Thursday, December 27, 2018

The Silence of Others: Speaks Up in Amnesiac Spain

By José Alberto Hermosillo
The Silence of Others poster ©2018 Cinephil
 
“The Silence of Others” is an award-winning documentary that bravely appraises the truth of the enforced disappearances under the Franco regime.

This insightful non-fiction work revives the memory of a country forced to forget those unhealed wounds of repression and the people who never give up pursuing the bull’s eye.

This documentary, produced by Pedro and Agustin Almodóvar, brings to light the disappearance of hundreds of individuals ordered by the Spanish dictator General Francisco Franco and his cronies four decades later.

After Franco’s passing in 1975, the new administration offered the killers, abusers, and torturers an amnesty. That atrocity was called the “Pact of Forgetting.” The agreement certainly did not do justice to the thousands of victims, who, after their disenchantment, had to go out of their country to prosecute the criminals globally.

The “Pact of Forgiveness” is forbidden by the UN. Crimes against humanity cannot be condoned by the statute of limitations of a partisan judiciary power nor fall into mass amnesia in Spain or any democratic country.

“The Silence of Others” executed a meticulous investigation to identify the victims of those crimes committed by the armed forces – involuntary disappearances, mass graves, and kidnapping of newborn babies.

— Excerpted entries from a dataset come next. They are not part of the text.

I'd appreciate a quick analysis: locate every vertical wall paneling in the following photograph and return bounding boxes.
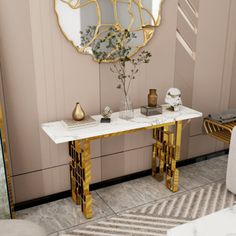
[219,1,236,112]
[29,0,68,171]
[174,0,235,158]
[0,1,42,176]
[189,0,231,157]
[190,0,231,136]
[0,0,235,202]
[174,0,199,159]
[216,0,236,151]
[101,146,152,181]
[0,0,101,202]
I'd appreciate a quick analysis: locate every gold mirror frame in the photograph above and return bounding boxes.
[54,0,164,62]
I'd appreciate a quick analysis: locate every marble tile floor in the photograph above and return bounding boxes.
[16,155,228,235]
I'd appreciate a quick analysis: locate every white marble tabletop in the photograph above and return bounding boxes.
[41,106,202,144]
[167,205,236,236]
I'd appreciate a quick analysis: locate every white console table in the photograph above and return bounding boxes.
[42,106,202,218]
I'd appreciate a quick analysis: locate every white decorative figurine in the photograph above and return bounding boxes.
[165,88,182,111]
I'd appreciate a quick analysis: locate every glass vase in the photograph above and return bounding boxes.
[119,95,134,120]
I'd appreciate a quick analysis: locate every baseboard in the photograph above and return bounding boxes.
[14,190,71,212]
[14,149,228,211]
[176,149,228,167]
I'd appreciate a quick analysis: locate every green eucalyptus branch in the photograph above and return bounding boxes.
[80,26,152,97]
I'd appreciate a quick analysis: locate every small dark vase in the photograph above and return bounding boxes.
[148,89,158,107]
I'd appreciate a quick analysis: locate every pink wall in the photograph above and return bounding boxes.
[175,0,236,157]
[0,0,235,203]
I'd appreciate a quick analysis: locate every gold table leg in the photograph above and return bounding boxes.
[152,121,182,192]
[166,127,178,192]
[69,140,93,219]
[152,127,166,181]
[168,120,182,192]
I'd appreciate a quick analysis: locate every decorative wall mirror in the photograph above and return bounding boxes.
[55,0,163,62]
[0,106,13,219]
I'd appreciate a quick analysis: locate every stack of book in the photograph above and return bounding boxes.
[140,105,162,116]
[61,116,97,129]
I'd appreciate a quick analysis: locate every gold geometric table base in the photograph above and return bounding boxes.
[68,120,183,218]
[152,121,182,192]
[69,140,92,219]
[204,118,236,144]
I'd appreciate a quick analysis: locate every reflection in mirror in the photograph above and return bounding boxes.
[0,108,12,219]
[55,0,163,62]
[55,0,100,49]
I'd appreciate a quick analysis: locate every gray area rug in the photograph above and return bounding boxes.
[62,181,236,236]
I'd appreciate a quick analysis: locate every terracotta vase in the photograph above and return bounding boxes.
[148,89,158,107]
[72,102,85,121]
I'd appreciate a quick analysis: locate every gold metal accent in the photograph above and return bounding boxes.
[72,102,85,121]
[203,118,236,144]
[54,0,164,62]
[69,140,92,219]
[152,121,182,192]
[0,106,14,218]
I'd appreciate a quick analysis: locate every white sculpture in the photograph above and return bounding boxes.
[165,88,182,111]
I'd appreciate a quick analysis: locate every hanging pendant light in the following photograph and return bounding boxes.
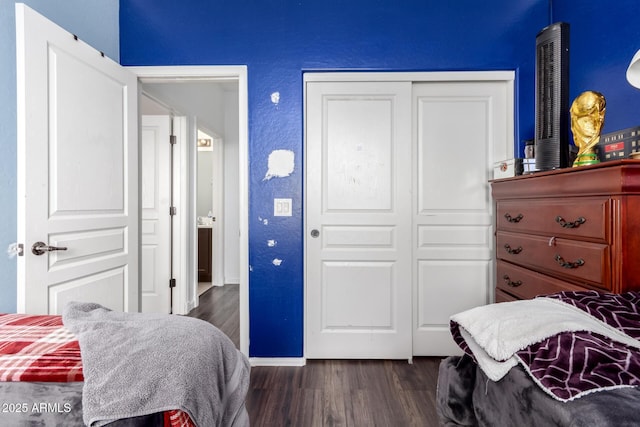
[626,49,640,88]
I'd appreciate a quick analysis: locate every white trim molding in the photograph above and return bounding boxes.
[250,358,307,367]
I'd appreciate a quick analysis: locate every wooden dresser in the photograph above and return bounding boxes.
[491,160,640,302]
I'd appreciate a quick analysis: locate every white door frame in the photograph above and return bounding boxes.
[197,125,225,289]
[303,70,514,358]
[211,135,225,288]
[129,66,249,356]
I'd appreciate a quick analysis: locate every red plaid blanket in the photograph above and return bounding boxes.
[0,313,82,382]
[0,313,194,427]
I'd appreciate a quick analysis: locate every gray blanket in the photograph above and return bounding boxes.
[0,381,84,426]
[437,355,640,427]
[62,301,250,427]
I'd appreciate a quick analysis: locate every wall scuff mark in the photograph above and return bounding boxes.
[263,149,294,180]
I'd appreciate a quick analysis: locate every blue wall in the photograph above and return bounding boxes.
[553,0,640,133]
[121,0,550,357]
[0,0,120,314]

Paradoxically, as with any other government in the world, there are still people who lived comfortably during Franco’s era and feel nostalgia for the right-wing achievements.
 
Robert Bahar, co-director. The Silence of Others. 

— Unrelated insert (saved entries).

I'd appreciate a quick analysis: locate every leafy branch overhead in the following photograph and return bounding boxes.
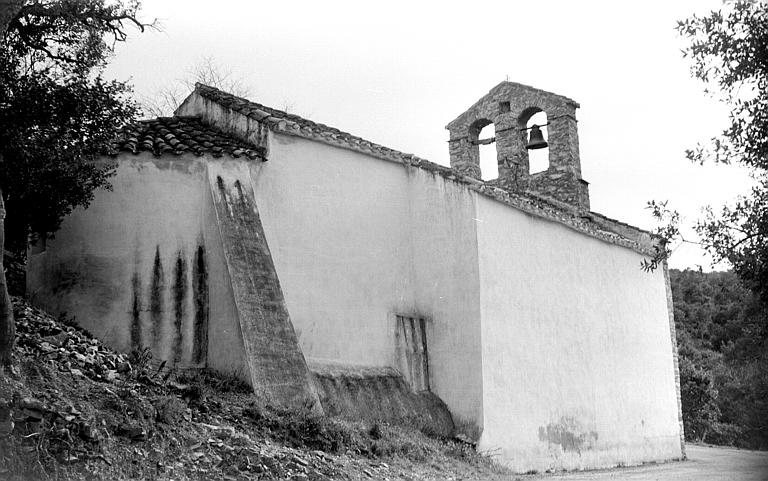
[5,0,154,72]
[677,2,768,169]
[649,1,767,297]
[642,200,682,272]
[0,0,151,253]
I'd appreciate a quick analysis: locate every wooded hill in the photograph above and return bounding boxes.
[670,269,768,449]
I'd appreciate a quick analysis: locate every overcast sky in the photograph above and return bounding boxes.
[104,0,752,271]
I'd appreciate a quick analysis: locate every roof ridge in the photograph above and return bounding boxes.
[190,84,656,254]
[491,81,579,106]
[135,114,200,123]
[193,83,424,161]
[194,82,293,120]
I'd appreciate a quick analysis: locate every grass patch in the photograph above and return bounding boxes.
[241,399,504,470]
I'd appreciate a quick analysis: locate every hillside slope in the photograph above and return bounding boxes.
[0,297,510,480]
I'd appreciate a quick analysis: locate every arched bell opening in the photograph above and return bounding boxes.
[468,118,497,181]
[447,83,589,209]
[477,123,498,180]
[521,110,549,174]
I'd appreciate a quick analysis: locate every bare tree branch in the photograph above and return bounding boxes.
[143,56,254,117]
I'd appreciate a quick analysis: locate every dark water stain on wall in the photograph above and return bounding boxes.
[216,176,225,199]
[192,244,208,364]
[130,271,142,349]
[538,416,599,454]
[149,246,165,347]
[172,251,188,363]
[234,180,246,205]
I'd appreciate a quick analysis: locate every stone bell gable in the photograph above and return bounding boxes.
[446,81,590,210]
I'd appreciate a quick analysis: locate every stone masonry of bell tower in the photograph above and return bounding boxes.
[446,82,590,210]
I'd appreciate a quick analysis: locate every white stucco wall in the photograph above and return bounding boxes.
[475,195,682,472]
[26,153,249,378]
[252,132,485,431]
[25,128,682,470]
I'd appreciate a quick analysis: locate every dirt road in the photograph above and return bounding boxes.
[535,445,768,481]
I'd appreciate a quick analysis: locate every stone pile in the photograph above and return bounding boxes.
[1,299,155,468]
[13,299,139,384]
[168,423,351,480]
[0,393,108,466]
[1,299,352,479]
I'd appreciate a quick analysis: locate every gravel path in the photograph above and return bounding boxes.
[534,445,768,481]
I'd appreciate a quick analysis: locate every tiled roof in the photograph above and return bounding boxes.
[194,83,434,167]
[190,84,657,255]
[111,116,265,160]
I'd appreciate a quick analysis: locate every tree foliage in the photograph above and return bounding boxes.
[656,2,768,300]
[5,0,148,73]
[679,1,768,170]
[0,0,151,252]
[664,5,768,447]
[678,356,721,442]
[671,268,768,449]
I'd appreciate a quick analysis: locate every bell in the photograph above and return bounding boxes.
[526,124,548,150]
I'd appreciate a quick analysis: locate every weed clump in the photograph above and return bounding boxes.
[240,401,492,466]
[243,400,364,453]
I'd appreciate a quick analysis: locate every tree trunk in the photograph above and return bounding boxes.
[0,2,21,371]
[0,189,13,369]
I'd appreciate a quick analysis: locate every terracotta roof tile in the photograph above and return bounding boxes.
[110,116,265,160]
[193,83,431,167]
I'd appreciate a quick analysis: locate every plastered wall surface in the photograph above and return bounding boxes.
[25,124,683,469]
[475,195,682,472]
[26,153,249,377]
[253,132,484,433]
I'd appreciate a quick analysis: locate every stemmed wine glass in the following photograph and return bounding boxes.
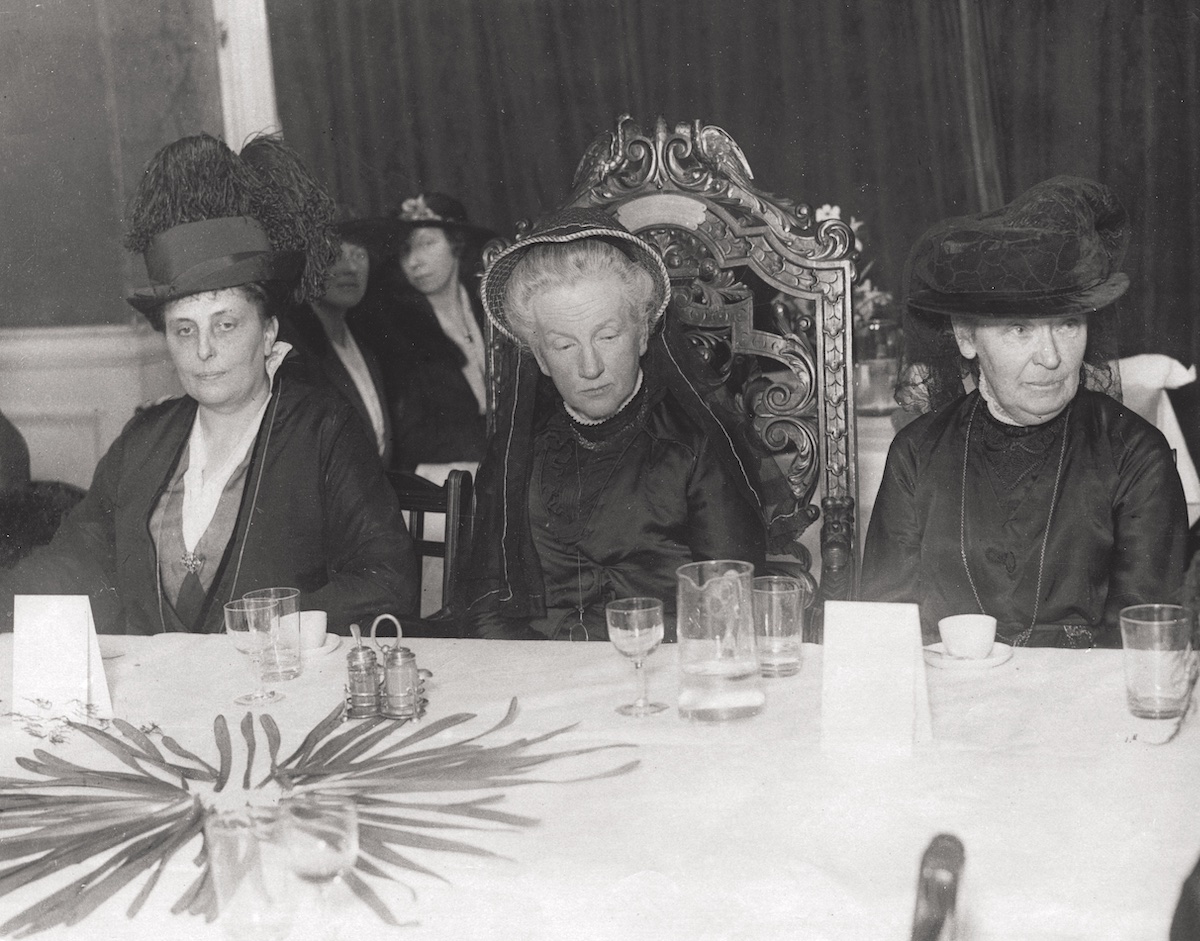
[606,597,668,716]
[277,795,360,940]
[224,598,283,705]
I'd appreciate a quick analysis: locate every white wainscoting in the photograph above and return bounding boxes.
[0,325,182,489]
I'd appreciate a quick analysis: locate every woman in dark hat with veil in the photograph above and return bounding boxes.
[459,209,772,641]
[0,134,417,634]
[862,176,1187,648]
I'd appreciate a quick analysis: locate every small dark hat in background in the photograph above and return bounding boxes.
[906,175,1130,318]
[396,193,492,237]
[334,193,497,260]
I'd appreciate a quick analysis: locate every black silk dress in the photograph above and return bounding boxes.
[461,322,771,641]
[861,389,1188,647]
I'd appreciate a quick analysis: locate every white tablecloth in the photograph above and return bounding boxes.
[1,635,1196,941]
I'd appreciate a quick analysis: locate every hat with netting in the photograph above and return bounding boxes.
[481,208,671,343]
[906,175,1130,319]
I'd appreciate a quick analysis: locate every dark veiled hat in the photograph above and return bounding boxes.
[481,207,671,343]
[126,217,301,314]
[906,175,1130,318]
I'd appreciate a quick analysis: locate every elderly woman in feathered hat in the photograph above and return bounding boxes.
[459,209,769,640]
[0,134,418,634]
[862,176,1187,648]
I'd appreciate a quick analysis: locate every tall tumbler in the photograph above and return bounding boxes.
[1120,604,1196,719]
[676,560,765,720]
[243,587,302,682]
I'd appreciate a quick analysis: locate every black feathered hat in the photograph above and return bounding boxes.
[124,133,338,320]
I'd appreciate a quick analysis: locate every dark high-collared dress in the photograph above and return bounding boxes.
[861,389,1188,647]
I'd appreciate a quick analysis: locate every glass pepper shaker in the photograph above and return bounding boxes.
[380,646,421,719]
[345,644,381,718]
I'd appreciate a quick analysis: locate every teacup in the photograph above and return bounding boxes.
[299,610,328,649]
[938,614,997,659]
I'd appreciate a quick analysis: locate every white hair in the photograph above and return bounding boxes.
[502,239,658,347]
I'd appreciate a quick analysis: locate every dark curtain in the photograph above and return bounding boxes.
[267,0,1199,365]
[266,0,981,323]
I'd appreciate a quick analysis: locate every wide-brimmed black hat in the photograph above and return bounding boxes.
[481,208,671,343]
[906,175,1130,318]
[126,217,301,314]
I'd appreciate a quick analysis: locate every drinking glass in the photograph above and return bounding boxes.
[606,597,668,716]
[205,807,294,941]
[243,587,302,681]
[278,795,360,940]
[1120,604,1196,719]
[752,575,811,677]
[225,598,283,705]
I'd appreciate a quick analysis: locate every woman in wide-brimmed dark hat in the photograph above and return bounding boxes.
[861,176,1187,648]
[352,193,496,469]
[457,208,773,641]
[0,134,417,635]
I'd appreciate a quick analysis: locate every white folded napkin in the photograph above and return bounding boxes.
[821,601,932,756]
[12,595,112,727]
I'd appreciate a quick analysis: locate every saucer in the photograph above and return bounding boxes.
[302,633,342,659]
[923,642,1012,670]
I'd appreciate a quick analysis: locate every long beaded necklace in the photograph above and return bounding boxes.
[959,396,1072,647]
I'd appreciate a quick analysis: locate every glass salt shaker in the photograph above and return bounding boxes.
[345,642,381,719]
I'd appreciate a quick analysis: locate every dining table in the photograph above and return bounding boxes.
[1,631,1197,941]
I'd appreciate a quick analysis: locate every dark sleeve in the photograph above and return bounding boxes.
[303,411,420,629]
[860,427,924,604]
[0,435,125,631]
[1102,423,1189,637]
[685,433,767,567]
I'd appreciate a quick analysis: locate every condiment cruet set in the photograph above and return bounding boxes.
[344,614,431,720]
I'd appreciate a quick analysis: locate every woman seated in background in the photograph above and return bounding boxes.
[278,218,392,466]
[460,209,767,640]
[356,193,492,469]
[237,138,392,467]
[0,134,417,634]
[861,176,1187,647]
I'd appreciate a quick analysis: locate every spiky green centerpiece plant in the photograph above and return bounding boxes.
[0,700,637,936]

Photo José A. Hermosillo ©2018 Festival in LA
 
The documentarians Robert Bahar and his wife, Almudena Carracedo, spent seven years working on this project. They spent hundreds of hours interviewing people, visiting locations, traveling to different countries, and editing the project for fourteen months.
 
The Silence of Others ©2018 Cinephil.
 
Time is the protagonist in this film – war criminals who die without serving time. Beloved characters also died without seeing justice. For instance, the brokenhearted old lady who places flowers on the side of the highway yearning for a missing one, pointing under where the mass graves are located. Others still remember their parents, brothers and sisters, and stolen babies.

Spain has countless victims claiming acknowledgment, lawlessness, and proper compensation. 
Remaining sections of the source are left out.